Canadian theologian JI Packer has called upon the Archbishop of Canterbury to resign, saying Dr Rowan Williams is not up to the task of keeping the Anglican Communion alive.
In a question-and-answer session following a lecture on June 24 at Holy Trinity Church in Eastbourne, the British-born Dr Packer responded to a question on what he would say to Dr Williams about the Anglican crisis, by stating: “You are not qualified just at the moment to lead the Anglican Communion, for on this issue of whether or not people should yield to homosexual temptation, you are over a barrel.”
Dr Packer, who last month was kicked out of the Anglican Church of Canada by New Westminster Bishop Michael Ingham explained that he would say, “before you became Archbishop, you went in to print cautiously approving gay relationships. It is known, and you don’t deny, that you have ordained at least one person who is a practising homosexual.”
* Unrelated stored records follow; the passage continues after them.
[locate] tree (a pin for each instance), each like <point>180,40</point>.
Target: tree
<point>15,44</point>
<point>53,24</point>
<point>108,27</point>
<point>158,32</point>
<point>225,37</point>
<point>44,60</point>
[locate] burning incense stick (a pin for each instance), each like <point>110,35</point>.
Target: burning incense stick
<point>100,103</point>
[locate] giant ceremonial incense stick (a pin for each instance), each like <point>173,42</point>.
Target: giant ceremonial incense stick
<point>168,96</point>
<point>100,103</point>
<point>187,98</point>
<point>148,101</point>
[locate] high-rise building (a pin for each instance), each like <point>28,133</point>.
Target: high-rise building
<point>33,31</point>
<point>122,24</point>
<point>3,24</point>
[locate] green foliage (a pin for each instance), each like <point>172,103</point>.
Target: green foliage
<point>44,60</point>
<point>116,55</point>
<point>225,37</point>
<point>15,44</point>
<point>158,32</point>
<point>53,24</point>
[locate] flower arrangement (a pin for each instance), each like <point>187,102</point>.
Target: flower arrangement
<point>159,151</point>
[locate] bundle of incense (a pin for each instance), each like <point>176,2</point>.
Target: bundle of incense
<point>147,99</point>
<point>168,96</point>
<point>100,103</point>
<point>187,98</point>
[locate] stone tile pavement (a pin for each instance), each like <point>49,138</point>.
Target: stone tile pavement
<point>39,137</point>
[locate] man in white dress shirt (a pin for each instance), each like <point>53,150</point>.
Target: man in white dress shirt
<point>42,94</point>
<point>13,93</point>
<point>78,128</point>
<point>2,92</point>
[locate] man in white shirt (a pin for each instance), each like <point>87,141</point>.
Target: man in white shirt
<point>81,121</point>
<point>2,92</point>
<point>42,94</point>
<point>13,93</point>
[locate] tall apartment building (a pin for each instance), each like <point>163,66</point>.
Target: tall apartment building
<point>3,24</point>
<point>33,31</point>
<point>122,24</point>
“Now you say that you are seeking to uphold the Anglican consensus of the Lambeth Conference of 1998 which says that homosexual behaviour is absolutely off limits, but when asked whether you have changed your own mind on this matter, you say no. I cannot pretend to believe what I don’t believe and all of this of course is documented.”
Dr Packer concluded that “I would say with great respect Archbishop, I believe that the way of wisdom is for you to resign.”
Asked if he endorsed Dr Packer’s views, Bishop Gregory Venables of Argentina said he did not. Dr Packer, who now holds Bishop Venables’ licence as a priest of the Province of the Southern Cone was “no spring chicken.”
“He is a year older than the Pope and a year younger than the Queen,” and is entitled to his views, Bishop Venables explained, but they did not constitute the formal views of the Province of the Southern Cone.